SLA of Cloud Services. How can they make it?

Reading Time: 4 minutes

Introduction

When we talk about cloud services, we always think they are perfect, they never fail and they are operational 100% of the time.

Is it the reality? Is it true? Can a system be operational forever?

I don’t think so. Do you?

Just Today google cloud computing platform went down for more than 1 hour (Picture at the end because misleads readers, they start thinking “yet another external link”

To be honest it is a very strange failure, it went down globally, everywhere. So, the principle to spawn systems on multiple regions didn’t work as well (in order to implement high availability in the cloud, you are kindly asked to split servers on different regions). So, if all the regions go down what happens? Your services are down. Straight and easy!

 

SLA, our beloved and hated target!

Are we (traditional data-centers) better than them? No, of course. I am not saying this.  For sure we cannot even dream to have their availability index! I am just saying that perfection, 100% availability does not exist, everywhere.

I still remember my professor saying “Systems fails, Design your system for failures”. This is an evergreen mantra. It is correct.

This is indeed the principle that most of the cloud providers leverage on.

If you have time, I will explain how a company like Microsoft can guarantee a 99.9% of availability of their 365 mailboxes services (something that every on premise solution would struggle to achieve).

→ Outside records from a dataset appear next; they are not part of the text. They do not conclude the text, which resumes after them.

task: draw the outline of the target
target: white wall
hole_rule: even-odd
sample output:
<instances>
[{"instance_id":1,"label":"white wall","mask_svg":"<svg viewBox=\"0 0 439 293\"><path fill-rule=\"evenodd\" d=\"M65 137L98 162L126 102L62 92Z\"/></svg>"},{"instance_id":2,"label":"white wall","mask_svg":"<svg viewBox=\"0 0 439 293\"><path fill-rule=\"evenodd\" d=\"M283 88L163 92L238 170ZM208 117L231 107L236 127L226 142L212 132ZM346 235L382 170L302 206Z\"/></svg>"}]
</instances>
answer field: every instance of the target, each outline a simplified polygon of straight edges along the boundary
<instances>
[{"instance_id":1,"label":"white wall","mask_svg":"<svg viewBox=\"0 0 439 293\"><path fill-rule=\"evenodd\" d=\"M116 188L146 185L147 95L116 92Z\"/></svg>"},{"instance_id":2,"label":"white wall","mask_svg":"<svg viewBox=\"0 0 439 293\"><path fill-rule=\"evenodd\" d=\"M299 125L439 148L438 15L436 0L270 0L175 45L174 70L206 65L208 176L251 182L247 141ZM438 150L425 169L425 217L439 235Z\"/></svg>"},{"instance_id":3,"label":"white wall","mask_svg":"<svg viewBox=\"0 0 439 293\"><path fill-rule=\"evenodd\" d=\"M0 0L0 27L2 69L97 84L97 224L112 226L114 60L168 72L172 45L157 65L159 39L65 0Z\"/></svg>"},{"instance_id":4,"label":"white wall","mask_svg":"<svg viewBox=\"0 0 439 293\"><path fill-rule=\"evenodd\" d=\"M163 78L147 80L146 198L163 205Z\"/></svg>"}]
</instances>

To understand how they can do it, we should consider the number of mail servers a company can realistically implement and the number of mailboxes you need to serve.

Let me go though this by examples; a company has the following requirements (here I am using very small numbers to make it simple):

The idea is to split the mailboxes among the 3 servers and guarantee at least 2 copies of each mailbox in order to implement “high availability:

Having these information, it is a rather basic:

Again, nothing difficult, very simple random distribution of mailboxes among 3 servers.

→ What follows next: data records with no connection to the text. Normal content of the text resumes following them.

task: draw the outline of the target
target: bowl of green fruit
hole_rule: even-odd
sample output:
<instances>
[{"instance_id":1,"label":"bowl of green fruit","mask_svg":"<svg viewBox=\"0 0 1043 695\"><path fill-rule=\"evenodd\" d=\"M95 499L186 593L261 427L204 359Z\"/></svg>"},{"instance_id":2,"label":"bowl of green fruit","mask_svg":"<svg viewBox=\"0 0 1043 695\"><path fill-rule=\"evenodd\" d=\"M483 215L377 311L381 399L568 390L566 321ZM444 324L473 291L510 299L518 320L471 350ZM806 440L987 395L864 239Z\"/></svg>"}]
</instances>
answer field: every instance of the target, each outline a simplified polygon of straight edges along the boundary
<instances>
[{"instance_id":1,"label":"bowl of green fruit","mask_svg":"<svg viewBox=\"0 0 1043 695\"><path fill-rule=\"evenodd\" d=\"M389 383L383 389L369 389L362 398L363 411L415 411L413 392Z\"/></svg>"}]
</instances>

Now, let’s simulate a server’s downtime.

Let’s say the Server0 goes down. What will happen?

The service will be still available for everyone, so availability is still 100%. There could be a performance degradation for all the users but all in all, they will survive.

Moving forward, what will happen if “Server 2” goes down in the meanwhile? There will be an outage.

Users E, G, I (guess what, 33% 🙂 ) will be without their mailboxes and a chain of events will be triggered:

Users call the SD

  • SD calls the System admins
  • Users call the directors
  • Directors call the System admins
  • System admins call……no one 🙁
  • SLA is jeopardized!

 

in simple words, we all know what happens. Anyway, the above example was just a simple one to explain how it goes.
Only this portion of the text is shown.